简体   繁体   English

Kafka python API 是否支持stream处理?

[英]Does Kafka python API support stream processing?

I have used Kafka Streams in Java. I could not find similar API in python. Do Apache Kafka support stream processing in python?我在Java中使用过Kafka Streams,在python中找不到类似的API,请问Apache Kafka支持python中的stream处理吗?

Kafka Streams is only available as a JVM library, but there are at least two Python implementations of it Kafka Streams 仅作为 JVM 库提供,但至少有两个 Python 实现

In theory, you could try playing with Jython or Py4j to support it the JVM implementation, but otherwise you're stuck with consumer/producer or invoking the KSQL REST interface with the built-in SQL functions if you don't want to write your own UDFs (again, Java only, last I checked).从理论上讲,您可以尝试使用 Jython 或 Py4j 来支持它的 JVM 实现,但否则,如果您不想编写您的自己的 UDF(同样,仅限 Java,我上次检查过)。
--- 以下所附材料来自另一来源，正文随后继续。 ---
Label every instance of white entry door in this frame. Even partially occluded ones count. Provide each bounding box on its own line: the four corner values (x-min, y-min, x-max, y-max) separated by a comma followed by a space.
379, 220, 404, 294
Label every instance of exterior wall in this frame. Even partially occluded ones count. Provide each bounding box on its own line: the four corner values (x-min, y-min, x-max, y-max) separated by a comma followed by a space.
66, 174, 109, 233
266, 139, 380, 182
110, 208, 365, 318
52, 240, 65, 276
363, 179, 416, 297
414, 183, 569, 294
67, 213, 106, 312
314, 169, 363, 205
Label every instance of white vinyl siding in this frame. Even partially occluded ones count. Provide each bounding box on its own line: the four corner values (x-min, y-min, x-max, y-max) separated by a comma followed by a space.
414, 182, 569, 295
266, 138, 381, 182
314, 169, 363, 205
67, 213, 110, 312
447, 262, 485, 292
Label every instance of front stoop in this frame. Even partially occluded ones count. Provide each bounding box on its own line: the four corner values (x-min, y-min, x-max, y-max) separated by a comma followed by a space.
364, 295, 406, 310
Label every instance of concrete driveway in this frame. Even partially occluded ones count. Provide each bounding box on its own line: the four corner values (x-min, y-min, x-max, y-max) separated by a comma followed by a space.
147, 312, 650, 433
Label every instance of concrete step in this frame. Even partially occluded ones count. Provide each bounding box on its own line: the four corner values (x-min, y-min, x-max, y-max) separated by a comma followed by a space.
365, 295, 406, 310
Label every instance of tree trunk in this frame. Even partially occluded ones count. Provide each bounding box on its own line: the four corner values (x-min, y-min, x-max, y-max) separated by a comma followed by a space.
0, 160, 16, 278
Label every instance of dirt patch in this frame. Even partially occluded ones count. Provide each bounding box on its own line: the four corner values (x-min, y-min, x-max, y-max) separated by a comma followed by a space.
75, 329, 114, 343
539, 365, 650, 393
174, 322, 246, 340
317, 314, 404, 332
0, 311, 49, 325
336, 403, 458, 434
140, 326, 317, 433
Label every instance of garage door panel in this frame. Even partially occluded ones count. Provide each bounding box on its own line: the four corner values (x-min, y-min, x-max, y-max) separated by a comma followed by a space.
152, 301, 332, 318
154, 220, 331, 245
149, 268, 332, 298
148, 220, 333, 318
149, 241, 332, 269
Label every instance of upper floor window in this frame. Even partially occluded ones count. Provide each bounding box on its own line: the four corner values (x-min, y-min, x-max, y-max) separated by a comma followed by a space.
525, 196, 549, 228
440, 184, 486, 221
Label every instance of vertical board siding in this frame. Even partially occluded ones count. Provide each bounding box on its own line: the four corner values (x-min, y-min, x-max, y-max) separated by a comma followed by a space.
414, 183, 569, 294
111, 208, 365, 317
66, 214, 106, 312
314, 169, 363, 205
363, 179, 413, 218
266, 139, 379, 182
Outside of those options, you can also try Apache Beam, Flink or Spark, but they each require an external cluster scheduler to scale out.除了这些选项之外,您还可以尝试 Apache Beam、Flink 或 Spark,但它们都需要一个外部集群调度程序来横向扩展。

If you are using Apache Spark , you can use it as producer and as consumer .如果您使用Apache Spark ,您可以将其用作生产者消费者 No need to rely on 3rd part libraries like Faust, but you will need a Spark cluster manager (Standalone, YARN, or Kubernetes to scale it out)不需要像 Faust 那样依赖第三部分库,但你需要一个 Spark 集群管理器(独立、YARN 或 Kubernetes 来扩展它)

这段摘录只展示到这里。